ホリンは処方してもらった薬を受け取りながら、もうひとつ気になったことを聞いてみた。
「ありがとうございます。…あの、ルーヴァ…とセレーヌのお兄さんって…?」
「…ルーヴァのやつ、そんな話もしたのか?」
「ええ。ほとんど意識は混濁してましたけど。…あまりに重いものを背負ってるって…」
ルーヴァが言っていたことをそのまま話してみる。そもそも、ユフィールがどこまでルーヴァ達のことを知っているかも、ホリンには分からないのだが、ユフィールは明らかに何かを知っていた。いや、おそらくはすべて知っているのだろう。

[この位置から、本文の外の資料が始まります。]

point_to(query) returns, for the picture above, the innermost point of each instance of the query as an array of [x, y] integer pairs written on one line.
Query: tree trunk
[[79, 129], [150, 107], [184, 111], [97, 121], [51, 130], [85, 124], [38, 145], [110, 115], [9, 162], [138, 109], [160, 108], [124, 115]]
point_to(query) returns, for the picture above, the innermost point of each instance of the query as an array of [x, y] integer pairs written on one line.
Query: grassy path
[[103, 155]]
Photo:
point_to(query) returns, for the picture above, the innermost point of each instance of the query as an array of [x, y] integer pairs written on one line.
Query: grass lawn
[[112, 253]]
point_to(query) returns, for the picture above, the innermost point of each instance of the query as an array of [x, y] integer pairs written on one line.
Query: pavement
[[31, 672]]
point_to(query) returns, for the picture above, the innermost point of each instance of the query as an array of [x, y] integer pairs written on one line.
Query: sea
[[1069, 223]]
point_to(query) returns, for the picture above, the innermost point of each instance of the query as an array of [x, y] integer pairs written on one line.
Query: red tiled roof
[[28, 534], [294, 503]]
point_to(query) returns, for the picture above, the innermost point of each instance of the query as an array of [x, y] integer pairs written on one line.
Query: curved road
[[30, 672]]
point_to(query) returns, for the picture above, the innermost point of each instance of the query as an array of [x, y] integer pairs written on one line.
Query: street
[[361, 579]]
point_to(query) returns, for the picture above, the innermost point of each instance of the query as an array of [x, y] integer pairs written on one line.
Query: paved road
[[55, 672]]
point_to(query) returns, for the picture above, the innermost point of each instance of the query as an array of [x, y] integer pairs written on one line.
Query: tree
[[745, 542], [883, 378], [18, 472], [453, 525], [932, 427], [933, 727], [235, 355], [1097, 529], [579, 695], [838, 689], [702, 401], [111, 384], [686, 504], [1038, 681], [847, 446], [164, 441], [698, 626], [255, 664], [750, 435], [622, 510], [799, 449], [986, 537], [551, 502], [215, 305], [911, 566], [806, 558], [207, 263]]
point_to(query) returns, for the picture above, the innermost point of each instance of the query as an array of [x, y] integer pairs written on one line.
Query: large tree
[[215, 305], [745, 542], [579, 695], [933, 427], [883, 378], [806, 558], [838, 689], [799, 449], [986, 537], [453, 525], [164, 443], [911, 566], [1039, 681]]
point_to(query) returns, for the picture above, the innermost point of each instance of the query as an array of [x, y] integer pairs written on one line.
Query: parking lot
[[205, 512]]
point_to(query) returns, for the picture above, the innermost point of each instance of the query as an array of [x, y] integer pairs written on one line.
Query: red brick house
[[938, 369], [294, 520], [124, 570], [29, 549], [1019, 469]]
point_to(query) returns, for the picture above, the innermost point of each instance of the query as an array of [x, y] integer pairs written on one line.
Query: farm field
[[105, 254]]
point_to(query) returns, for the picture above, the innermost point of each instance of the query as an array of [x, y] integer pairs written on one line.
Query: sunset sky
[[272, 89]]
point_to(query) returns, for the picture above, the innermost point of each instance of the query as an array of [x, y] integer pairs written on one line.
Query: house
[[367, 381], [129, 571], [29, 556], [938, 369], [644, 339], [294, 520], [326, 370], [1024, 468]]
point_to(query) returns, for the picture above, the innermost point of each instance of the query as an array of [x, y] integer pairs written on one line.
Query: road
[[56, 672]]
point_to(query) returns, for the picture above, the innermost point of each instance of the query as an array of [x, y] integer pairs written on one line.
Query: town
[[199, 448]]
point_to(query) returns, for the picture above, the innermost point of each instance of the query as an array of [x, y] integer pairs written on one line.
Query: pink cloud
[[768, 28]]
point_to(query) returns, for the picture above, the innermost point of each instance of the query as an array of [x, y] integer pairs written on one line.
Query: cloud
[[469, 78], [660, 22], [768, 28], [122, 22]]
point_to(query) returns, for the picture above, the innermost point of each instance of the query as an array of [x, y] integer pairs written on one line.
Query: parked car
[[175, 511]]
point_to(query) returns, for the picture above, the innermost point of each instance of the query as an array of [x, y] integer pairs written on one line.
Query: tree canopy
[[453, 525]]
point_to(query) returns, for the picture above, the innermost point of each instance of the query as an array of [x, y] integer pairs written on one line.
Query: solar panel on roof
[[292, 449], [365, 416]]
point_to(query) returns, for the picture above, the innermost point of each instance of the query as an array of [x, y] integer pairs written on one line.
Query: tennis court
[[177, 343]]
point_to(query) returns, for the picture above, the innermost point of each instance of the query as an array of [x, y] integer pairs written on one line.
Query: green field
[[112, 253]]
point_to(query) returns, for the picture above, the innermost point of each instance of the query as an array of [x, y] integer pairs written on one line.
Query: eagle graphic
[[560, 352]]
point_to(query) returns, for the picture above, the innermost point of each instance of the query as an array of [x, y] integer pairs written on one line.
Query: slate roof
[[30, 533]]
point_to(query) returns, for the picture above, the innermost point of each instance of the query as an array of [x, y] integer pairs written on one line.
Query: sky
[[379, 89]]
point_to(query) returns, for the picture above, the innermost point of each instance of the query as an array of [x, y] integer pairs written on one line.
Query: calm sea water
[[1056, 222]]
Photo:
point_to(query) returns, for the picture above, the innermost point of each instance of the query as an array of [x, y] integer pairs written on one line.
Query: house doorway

「………背負ってるっていうより、俺が背負わせたようなもんだ。」
ホリンの予想外だにしなかったことをユフィールは言った。ルーヴァ達の兄とも何か関わりがあるのだろうか。そしてその兄は船に乗っている様子はない。どこにいるのか、何をしているのか…
何から聞いていいやらわからず立ち尽くしているとユフィールは続けた。
「もし、ホリンがこのまま船に乗ってたら、会うこともあるだろうよ。」
それを最後に、もう寝るからと部屋を出された。ホリンも眠気に誘われ自室に戻り、なんだか煮え切らない気持ちのまま眠りについた。